UTF-8.exp testsuite is failed in newlib/newlib-nano

Asked by HermanH

I have tested UTF-8.exp testsuite in newlib (also in newlib-nano) with enabling newlib-mb option. The test result was always fail because mbtowc(...) only support 1 to 4 bytes length UTF-8 decode. UTF-8.exp expect to get "*U-00200000"stdout when UTF-8.c test program pass {0xf8, 0x88, 0x80, 0x80, 0x80} strings to mbtowc(...) but always get "2.1.5 Invalid".

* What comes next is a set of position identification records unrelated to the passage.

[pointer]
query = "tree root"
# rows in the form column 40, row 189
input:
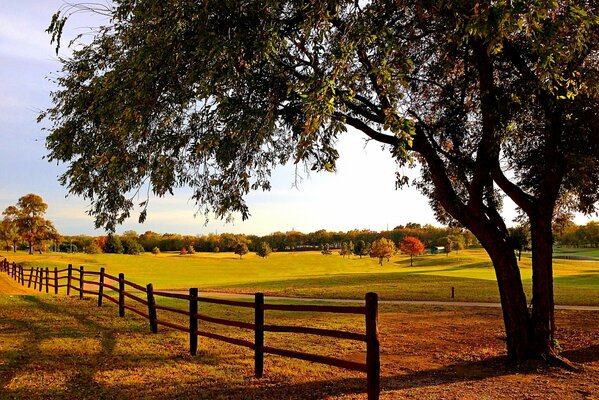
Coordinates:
column 556, row 360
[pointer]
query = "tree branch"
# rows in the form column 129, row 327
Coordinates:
column 362, row 126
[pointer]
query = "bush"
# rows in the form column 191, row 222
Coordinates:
column 93, row 248
column 131, row 246
column 263, row 250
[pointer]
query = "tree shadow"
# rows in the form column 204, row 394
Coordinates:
column 83, row 382
column 583, row 355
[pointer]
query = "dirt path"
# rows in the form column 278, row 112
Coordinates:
column 395, row 302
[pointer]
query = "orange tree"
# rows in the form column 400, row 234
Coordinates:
column 412, row 246
column 214, row 94
column 382, row 248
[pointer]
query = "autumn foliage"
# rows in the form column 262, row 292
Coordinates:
column 412, row 246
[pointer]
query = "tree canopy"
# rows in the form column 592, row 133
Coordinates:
column 411, row 246
column 382, row 248
column 491, row 98
column 27, row 219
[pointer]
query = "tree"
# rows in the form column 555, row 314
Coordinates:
column 470, row 90
column 240, row 249
column 325, row 249
column 9, row 233
column 457, row 243
column 263, row 250
column 130, row 245
column 113, row 245
column 445, row 242
column 412, row 246
column 347, row 249
column 93, row 248
column 382, row 248
column 361, row 248
column 28, row 217
column 520, row 238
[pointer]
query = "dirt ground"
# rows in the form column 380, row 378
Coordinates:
column 426, row 353
column 460, row 354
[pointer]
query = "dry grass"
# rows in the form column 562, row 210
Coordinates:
column 64, row 348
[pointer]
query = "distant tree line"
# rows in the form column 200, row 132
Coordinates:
column 354, row 242
column 24, row 226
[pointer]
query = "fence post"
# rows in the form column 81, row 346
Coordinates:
column 69, row 281
column 259, row 334
column 193, row 321
column 81, row 282
column 152, row 309
column 373, row 362
column 101, row 287
column 121, row 295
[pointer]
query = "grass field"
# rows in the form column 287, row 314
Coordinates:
column 311, row 274
column 59, row 347
column 577, row 251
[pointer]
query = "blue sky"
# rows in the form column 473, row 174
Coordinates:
column 361, row 194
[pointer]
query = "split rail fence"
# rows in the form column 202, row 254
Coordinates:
column 44, row 279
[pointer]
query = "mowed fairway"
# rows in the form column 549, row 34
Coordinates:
column 310, row 274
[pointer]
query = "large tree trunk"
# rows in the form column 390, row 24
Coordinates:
column 542, row 320
column 511, row 292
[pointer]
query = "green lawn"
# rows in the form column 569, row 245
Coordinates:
column 577, row 251
column 311, row 274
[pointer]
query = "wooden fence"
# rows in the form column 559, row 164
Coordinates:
column 76, row 279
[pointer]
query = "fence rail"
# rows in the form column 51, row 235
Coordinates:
column 47, row 278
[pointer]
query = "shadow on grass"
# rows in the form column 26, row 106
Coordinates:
column 82, row 384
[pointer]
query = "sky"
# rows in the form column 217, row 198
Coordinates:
column 359, row 195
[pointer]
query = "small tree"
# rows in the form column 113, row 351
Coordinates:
column 344, row 250
column 520, row 238
column 93, row 248
column 9, row 233
column 457, row 243
column 113, row 245
column 131, row 246
column 326, row 249
column 263, row 250
column 28, row 217
column 445, row 242
column 412, row 246
column 361, row 248
column 241, row 249
column 382, row 248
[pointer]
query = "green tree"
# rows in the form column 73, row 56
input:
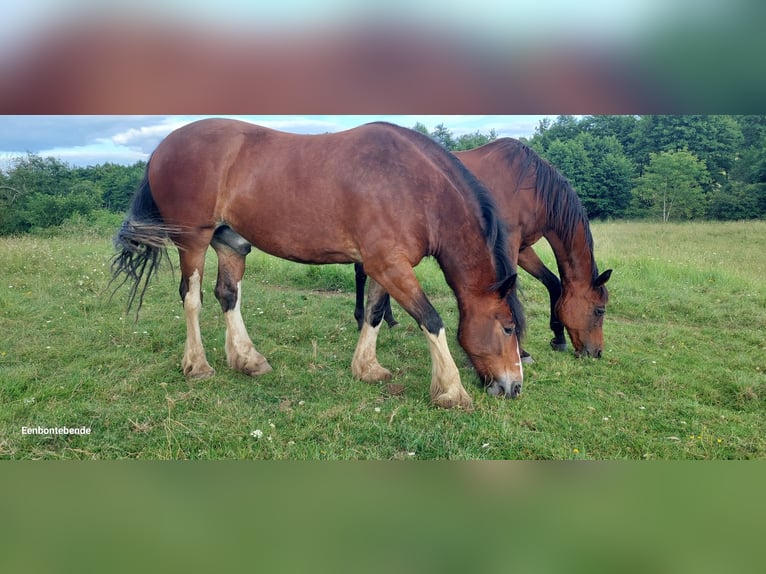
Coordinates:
column 714, row 139
column 607, row 189
column 672, row 186
column 117, row 182
column 443, row 136
column 474, row 140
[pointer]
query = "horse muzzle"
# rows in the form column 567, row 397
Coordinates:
column 506, row 389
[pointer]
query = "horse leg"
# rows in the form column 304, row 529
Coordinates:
column 240, row 352
column 194, row 362
column 531, row 263
column 364, row 365
column 361, row 278
column 399, row 280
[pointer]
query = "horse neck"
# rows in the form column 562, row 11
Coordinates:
column 467, row 264
column 574, row 258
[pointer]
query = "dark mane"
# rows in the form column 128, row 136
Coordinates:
column 493, row 227
column 563, row 210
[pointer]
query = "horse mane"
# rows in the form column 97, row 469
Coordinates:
column 564, row 211
column 494, row 229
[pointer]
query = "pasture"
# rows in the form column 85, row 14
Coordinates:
column 683, row 374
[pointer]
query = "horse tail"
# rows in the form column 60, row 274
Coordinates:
column 141, row 244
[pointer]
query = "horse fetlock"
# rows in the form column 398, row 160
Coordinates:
column 558, row 345
column 197, row 369
column 504, row 389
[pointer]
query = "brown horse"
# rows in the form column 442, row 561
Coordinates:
column 535, row 200
column 378, row 194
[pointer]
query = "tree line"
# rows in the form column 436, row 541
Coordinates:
column 37, row 192
column 667, row 168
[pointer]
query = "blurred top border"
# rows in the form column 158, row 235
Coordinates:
column 149, row 63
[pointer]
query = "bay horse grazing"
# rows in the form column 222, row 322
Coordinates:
column 379, row 194
column 536, row 200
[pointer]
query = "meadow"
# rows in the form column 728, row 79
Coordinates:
column 683, row 374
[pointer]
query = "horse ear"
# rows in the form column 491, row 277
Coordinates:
column 603, row 278
column 505, row 286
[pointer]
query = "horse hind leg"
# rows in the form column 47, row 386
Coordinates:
column 240, row 352
column 365, row 365
column 194, row 362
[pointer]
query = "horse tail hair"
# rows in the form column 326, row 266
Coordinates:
column 141, row 244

Did I miss any build option?

Can this test suite be passed when I enable multiple bytes support in newlib/newlib-nano?

Thank you!

Question information

Language:
English Edit question
Status:
Solved
For:
GNU Arm Embedded Toolchain Edit question
Assignee:
No assignee Edit question
Solved by:
Thomas Preud'homme
Solved:
Last query:
Last reply:
Revision history for this message
Best Thomas Preud'homme (thomas-preudhomme) said :
#1

I'm sorry to tell you that you didn't miss anything, mbtowc is just incomplete for UTF-8 at the moment. The code is in newlib/libc/stdlib/mbtowc_r.c and starts at the line:

_DEFUN (__utf8_mbtowc, (r, pwc, s, n, charset, state),

The code has the following overall structure:

1) ch == '\0' /* returns 0 */
2) ch <= 0x7f /* returns 1 */
3) 0xc0 <= ch <= 0xdf /* returns 2 */
4) 0xe0 <= ch <= 0xef /* returns 3 */
5) 0xf0 <= ch <= 0xf4 /* returns 4 */
6) anything else /* returns -1 */

Best regards.

Revision history for this message
HermanH (learhsieh) said :
#2

Thanks Thomas Preud'homme, that solved my question.